Parodiando a Ulrica

Basado en un bello cuento sensual del Genial Jorge Luis Borges, ULRICA, del libro de arenas.

Parodiando Ulrica, de Jorge L. Borges

No me llamo Ulrica, me dicen así, tengo cierto vestigios en mi cuerpo de parientes nórdicos, mi abuelo es rubio casi blanco, de ojos grises y mi abuela, un cabello rojizo poderoso, con ojos azules que hacían más intensa sus miradas. Aprendí de ellos el noruego, luego recibí un excelente italiano en la Dante Aleghieri de mi ciudad natal, Rosario, y tras la insistencia devastadora de mis padres aprendí inglés en el prestigioso colegio inglés de la calle Buenos Aires, también en Rosario.

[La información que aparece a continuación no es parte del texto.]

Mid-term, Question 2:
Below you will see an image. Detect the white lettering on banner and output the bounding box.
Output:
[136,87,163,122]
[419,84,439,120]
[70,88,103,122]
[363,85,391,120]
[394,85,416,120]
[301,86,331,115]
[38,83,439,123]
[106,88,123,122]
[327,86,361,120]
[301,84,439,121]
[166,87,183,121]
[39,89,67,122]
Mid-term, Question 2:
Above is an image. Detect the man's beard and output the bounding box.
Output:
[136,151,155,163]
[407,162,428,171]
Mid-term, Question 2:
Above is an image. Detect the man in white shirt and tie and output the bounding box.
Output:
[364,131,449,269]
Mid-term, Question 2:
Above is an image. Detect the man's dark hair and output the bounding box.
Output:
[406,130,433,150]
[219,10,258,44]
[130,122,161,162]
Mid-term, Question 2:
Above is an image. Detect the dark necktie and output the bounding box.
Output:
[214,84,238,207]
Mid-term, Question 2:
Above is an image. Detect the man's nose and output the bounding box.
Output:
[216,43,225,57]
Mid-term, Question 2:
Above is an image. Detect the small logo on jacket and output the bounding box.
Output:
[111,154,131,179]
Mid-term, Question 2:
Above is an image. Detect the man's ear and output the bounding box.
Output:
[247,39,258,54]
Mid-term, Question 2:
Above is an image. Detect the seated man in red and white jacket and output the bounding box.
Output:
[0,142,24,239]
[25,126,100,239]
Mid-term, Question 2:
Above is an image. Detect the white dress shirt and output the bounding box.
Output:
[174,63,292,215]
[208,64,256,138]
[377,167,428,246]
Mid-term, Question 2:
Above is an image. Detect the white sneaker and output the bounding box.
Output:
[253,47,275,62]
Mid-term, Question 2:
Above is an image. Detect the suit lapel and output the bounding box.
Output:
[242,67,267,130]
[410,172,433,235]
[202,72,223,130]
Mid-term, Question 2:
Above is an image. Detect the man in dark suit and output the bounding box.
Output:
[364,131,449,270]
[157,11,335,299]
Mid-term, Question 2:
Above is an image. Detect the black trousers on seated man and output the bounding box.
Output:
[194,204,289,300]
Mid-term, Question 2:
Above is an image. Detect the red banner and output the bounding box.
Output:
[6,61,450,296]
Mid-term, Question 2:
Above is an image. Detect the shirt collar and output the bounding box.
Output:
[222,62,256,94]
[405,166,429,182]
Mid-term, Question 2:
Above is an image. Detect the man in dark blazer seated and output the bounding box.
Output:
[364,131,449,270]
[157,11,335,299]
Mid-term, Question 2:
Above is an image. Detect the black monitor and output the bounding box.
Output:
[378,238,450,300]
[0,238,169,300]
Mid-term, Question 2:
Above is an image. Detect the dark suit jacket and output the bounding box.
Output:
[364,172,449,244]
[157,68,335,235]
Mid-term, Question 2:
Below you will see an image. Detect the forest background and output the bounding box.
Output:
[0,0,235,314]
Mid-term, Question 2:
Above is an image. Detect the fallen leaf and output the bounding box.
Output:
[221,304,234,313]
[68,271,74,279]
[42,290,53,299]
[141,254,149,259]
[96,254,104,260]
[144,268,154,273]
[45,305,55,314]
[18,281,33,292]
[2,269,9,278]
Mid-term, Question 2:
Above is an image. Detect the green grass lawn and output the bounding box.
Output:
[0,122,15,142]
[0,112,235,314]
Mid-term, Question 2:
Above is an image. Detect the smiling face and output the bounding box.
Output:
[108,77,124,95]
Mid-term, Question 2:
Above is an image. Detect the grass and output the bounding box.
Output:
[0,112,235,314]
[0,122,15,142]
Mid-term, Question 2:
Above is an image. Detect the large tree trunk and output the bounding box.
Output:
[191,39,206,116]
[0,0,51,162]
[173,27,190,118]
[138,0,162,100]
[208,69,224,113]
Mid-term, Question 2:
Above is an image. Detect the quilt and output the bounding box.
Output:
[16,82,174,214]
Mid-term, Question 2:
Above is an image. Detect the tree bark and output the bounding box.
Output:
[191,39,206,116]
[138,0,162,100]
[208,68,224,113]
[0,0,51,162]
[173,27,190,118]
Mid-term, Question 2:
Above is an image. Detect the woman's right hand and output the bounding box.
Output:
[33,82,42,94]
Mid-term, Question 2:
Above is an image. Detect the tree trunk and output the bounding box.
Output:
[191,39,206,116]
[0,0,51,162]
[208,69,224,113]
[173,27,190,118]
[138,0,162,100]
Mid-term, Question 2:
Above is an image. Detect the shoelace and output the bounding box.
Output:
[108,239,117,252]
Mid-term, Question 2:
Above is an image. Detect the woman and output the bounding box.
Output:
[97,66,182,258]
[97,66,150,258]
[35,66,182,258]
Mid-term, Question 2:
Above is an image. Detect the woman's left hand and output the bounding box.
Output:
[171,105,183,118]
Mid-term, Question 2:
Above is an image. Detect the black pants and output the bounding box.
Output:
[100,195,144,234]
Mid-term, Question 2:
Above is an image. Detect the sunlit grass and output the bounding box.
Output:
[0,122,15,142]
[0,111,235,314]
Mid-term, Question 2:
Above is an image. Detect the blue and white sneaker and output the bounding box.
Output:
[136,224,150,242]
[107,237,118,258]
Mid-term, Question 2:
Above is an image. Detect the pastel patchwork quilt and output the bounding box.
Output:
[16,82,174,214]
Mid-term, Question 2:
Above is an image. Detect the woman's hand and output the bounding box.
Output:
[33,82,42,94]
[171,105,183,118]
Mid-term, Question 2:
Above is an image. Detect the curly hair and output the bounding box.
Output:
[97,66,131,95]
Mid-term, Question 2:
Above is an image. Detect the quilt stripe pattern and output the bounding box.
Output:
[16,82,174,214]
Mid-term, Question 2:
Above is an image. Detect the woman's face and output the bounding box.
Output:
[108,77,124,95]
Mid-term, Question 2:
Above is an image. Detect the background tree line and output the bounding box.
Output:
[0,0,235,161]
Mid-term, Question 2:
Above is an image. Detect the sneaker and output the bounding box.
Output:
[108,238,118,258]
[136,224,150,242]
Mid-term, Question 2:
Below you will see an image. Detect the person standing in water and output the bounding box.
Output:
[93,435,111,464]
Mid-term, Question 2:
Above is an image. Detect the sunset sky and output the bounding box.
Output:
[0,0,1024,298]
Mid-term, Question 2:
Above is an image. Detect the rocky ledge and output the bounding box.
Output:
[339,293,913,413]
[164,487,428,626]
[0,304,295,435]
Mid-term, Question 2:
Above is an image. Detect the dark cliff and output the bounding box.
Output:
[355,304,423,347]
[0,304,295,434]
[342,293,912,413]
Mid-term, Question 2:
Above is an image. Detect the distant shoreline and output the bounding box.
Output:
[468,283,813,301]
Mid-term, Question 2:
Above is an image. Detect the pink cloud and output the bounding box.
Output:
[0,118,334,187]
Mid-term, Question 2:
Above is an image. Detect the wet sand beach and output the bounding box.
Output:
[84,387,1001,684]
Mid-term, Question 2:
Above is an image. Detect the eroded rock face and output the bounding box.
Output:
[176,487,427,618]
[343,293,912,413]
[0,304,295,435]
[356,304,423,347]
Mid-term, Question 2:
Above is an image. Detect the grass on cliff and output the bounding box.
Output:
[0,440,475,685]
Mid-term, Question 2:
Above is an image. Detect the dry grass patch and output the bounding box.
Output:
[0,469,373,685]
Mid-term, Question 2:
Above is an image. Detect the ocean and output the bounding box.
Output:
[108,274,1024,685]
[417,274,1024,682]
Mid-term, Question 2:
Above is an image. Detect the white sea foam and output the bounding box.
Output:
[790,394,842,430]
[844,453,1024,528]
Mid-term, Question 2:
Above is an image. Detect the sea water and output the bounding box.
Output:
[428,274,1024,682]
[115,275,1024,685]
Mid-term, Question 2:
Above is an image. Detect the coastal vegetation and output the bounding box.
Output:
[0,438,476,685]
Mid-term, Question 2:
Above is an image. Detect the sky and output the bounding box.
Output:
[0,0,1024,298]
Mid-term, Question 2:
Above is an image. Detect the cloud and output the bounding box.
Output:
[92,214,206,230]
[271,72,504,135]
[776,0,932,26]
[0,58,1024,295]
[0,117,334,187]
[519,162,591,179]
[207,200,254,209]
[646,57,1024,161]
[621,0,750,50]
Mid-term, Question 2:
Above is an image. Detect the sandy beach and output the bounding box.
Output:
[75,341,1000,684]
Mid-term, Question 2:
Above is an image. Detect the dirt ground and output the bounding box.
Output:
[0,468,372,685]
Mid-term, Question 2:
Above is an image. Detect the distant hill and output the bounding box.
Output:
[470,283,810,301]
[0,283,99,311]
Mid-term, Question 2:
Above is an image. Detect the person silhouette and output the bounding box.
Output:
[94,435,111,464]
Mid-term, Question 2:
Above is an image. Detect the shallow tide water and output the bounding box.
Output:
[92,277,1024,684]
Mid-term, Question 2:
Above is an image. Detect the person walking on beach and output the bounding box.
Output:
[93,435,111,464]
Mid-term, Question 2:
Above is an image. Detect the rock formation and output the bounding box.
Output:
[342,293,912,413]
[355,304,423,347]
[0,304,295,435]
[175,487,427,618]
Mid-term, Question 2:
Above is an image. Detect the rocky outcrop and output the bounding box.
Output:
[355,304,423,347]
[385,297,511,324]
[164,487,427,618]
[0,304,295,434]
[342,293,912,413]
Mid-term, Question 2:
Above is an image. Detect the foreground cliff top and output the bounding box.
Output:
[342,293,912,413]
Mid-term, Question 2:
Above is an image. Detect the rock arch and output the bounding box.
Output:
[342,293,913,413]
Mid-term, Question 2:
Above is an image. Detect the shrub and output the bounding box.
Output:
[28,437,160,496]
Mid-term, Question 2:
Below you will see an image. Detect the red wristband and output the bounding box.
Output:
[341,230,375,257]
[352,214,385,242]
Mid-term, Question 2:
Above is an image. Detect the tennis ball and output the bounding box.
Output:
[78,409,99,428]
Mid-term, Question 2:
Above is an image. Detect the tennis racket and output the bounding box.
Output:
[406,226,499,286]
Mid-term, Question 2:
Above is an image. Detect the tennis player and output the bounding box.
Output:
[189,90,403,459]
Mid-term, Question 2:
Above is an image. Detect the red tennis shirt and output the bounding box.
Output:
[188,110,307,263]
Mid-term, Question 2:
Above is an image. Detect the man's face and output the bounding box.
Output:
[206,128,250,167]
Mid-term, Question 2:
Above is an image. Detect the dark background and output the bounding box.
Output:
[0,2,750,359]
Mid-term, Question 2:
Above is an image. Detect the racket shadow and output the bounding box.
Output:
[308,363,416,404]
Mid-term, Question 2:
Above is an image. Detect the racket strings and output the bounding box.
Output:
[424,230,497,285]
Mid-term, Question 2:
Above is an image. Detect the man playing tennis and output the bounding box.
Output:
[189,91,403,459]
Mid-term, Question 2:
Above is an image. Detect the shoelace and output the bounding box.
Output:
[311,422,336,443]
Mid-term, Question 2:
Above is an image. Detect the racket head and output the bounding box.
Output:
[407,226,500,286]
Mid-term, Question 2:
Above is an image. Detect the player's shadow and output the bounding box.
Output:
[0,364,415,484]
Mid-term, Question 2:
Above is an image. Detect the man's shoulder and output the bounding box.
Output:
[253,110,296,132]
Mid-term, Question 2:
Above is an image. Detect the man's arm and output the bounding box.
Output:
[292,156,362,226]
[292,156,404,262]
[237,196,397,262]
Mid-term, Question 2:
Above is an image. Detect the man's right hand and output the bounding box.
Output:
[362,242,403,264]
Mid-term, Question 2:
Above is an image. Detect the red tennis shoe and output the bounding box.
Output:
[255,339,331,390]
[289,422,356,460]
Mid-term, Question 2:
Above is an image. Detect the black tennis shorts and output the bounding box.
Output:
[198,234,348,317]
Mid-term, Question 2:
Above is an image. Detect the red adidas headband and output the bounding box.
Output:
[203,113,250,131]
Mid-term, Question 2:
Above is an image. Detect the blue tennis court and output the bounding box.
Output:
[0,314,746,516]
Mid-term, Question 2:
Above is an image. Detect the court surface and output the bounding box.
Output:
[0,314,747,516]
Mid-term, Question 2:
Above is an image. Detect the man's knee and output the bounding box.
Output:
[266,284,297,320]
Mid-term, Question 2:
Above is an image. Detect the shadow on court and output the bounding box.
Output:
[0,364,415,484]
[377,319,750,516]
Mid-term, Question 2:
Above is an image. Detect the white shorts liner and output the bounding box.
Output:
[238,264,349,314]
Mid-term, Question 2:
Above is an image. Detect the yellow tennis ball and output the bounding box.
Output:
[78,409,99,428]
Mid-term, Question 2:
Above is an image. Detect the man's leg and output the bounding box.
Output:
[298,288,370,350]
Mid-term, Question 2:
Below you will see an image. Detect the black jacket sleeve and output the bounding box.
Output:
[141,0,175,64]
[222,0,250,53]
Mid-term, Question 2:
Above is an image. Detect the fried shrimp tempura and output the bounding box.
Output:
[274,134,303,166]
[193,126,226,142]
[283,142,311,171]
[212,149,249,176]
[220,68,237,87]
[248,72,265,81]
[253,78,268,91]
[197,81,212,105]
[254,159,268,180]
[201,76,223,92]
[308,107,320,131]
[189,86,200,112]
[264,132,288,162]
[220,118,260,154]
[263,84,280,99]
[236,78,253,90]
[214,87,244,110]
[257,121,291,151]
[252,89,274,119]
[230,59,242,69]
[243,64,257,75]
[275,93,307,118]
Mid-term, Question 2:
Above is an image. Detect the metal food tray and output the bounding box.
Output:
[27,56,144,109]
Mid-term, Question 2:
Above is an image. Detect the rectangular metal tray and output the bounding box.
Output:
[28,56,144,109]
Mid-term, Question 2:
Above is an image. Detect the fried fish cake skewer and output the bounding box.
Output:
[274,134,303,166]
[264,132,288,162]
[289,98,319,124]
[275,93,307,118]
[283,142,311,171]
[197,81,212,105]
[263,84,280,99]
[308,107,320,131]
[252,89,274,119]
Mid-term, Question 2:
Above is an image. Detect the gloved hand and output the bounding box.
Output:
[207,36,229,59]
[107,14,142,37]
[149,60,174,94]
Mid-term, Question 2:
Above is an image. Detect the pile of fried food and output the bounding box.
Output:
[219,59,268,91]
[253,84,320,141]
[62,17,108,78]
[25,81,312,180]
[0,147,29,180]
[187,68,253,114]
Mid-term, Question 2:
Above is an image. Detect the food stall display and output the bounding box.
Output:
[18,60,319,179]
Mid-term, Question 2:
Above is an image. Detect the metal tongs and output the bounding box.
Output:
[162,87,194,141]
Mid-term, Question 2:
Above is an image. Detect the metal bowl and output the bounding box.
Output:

Si De Quincey supo de su destino de ser escritor antes de haber escrito una palabra, yo hice de mi vida académica y profesional la filología donde me doctoré, haciendo ese doctorado acepté la invitación a un importante seminario en Oxford, Inglaterra, dado por el prestigioso académico Phills Thomas. Aprovechando la ocasión, el viaje al viejo continente y a un pedido de mi amado abuelo decidí visitar York, de esa forma, algo de mi genes volvieron a pisar aquella ciudad donde fueron expulsados por los galeses; ahí conocí a un argentino que la iba de colombiano.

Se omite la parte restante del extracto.